Mugison

2 février 2009

Spéciale dédiace à Yannick et Jef !

L’Islande commence à nous faire de l’oeil !!! Bjork; Emiliana Torrini (gnueuuuu!); Sigur Ros… et voilà maintenant Mugison.

Je sais pas trop comment définir sa musique, sorte de rock/folk un peu à fleur de peau…  C’est pas incroyable, mais il y a des bons trucs.   Je copie/colle un petit article de xsilence car je sais pas trop quoi dire de plus…

L’Islande, terre de lave et de glace, a sû engendrer une scène musicale atypique, marquée par son isolement géographique et son climat instable, froid et minéral en surface, mais bouillonnant et perturbé à l’intérieur… Comme l’on est forcément marqué inconsciemment par notre cadre de vie, la musique islandaise se fait souvent l’illustration des paysages décharnés de l’île, agitée par des forces contraires… Sigur Ros est en sûrement le parfait exemple. C’est l’adéquation avec leur environnement qui fascine chez les artistes islandais, et plus largement sans doute, chez les habitants.

D’un autre côté, du fait du niveau de vie très élevé du pays, les islandais voyagent à moindres frais. Il est assez rare qu’un islandais ne parte pas. Même si l’île semble souvent fascinante, ses habitants peuvent en avoir ras-le-bol de vivre si isolés, et partent à un moment visiter et parfois s’installer dans d’autres pays. D’ou l’éclosion de pas mal de projets musicaux dont les influences se tournent vers l’extérieur. C’est le cas de Mugison, dont la musique s’est imprégnée des rencontres de voyages, alors qu’il sillonnait l’Europe avec son petit studio nomade, dont le premier album  » Lonely Mountain  » résulte.

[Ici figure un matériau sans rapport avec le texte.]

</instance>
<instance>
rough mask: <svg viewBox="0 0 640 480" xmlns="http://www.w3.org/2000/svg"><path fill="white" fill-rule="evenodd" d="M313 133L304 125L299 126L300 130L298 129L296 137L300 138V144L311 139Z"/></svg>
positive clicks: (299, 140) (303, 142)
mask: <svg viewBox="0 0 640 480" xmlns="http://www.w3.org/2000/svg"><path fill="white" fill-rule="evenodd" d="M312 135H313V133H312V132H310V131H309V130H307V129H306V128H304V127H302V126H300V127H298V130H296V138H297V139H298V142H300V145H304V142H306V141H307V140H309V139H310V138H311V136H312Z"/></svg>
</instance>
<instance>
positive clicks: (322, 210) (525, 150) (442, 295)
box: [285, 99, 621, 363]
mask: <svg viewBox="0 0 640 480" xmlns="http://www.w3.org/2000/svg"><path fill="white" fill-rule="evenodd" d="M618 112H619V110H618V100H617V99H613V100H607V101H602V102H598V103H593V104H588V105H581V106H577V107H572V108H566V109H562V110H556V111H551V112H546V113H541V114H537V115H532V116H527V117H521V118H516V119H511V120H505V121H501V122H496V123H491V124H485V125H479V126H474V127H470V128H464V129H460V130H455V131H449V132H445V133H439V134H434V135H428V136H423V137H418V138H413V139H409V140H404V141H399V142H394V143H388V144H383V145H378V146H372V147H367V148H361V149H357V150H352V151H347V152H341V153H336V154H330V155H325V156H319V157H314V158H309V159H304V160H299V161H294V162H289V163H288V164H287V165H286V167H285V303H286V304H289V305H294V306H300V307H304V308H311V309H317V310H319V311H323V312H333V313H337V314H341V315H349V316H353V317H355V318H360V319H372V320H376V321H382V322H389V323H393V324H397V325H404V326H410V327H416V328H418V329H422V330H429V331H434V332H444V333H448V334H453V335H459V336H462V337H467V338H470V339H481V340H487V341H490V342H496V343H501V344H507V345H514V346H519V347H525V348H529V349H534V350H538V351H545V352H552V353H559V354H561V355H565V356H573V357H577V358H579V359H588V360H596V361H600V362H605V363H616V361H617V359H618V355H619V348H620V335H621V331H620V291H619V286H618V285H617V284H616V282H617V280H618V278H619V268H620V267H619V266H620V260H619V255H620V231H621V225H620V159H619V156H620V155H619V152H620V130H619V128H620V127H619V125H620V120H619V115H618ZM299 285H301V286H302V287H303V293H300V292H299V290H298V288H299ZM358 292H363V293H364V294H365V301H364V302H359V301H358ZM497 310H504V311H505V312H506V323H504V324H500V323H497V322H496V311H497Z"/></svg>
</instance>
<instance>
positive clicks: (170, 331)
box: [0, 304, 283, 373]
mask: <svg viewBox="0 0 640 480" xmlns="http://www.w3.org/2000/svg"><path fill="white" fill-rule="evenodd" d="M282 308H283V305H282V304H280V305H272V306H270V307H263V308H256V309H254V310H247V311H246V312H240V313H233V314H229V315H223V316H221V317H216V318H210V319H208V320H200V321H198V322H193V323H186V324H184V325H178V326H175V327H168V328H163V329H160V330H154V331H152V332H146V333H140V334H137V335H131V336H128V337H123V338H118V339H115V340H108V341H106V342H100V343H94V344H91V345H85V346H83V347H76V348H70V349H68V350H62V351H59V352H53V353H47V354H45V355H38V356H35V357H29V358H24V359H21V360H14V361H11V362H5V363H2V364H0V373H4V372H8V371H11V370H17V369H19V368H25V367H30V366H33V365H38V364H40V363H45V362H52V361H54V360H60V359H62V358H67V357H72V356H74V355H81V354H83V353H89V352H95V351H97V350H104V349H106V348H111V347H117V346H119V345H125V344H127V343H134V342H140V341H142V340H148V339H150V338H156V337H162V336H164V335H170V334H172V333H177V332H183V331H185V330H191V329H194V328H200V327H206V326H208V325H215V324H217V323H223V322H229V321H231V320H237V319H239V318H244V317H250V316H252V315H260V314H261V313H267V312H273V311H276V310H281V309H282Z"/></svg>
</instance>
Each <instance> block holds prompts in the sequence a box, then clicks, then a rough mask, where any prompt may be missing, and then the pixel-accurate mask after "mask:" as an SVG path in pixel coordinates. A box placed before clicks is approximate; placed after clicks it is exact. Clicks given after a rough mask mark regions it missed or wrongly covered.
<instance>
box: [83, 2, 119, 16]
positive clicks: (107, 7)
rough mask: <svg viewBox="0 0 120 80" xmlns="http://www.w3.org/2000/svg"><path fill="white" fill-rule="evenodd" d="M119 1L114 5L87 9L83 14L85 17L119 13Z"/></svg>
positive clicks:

Toujours sur le label Accidental, créé par le preneur de sons allumé Matthew Herbert, Mugison publie un deuxième disque bien plus rock et délibérément bancal qui lorgne vers une folk rustre teintée de délires electro-psychédéliques fauchés.  » Mais où est l’Islande dans tout ça ? », me demandais-je, perplexe, arrivé à la moitié du disque… Une voix aux accents soul chantée dans un anglais sans accent, sur des arrangements pop déstructurés me rappelant beaucoup Sparklehorse, et dans les instants les plus rêches, Tom Waits. Une part des chansons sont des duos avec sa femme Rana et célèbrent une paix amoureuse très sympathique. Une autre est dédiée à des délires potaches, comme le franchement bordélique et jouissif  » Sad As a Truck « . Mais on est souvent pas loin de l’ennui. Alors que cet enchevêtrement mal rasé de styles pourrait produire un tout d’une grande orginalité, Mugison peine à se démarquer du lot en raison de bonnes idées bien trop souvent effleurées. Ce n’est qu’avec un morceau comme  » Salt  » où du coup le vent d’Islande revient souffler dans les enceintes, que Mugison me transporte, avec cette histoire de l’origine du sel contenue dans les larmes, racontée par une gamine…
Ce Mugison, dont les disques sont incontournables en Islande mais confidentiels ailleurs, bricole des chansons je-m’en-foutistes et donc assez attachantes, ne calcule rien, semble se contrefoutre de son style (electro? folk? pop? soul? blues?). Il parvient à nous plonger dans un petit musée des horreurs très personnel, un peu désamorcé par des influences jetées en vrac.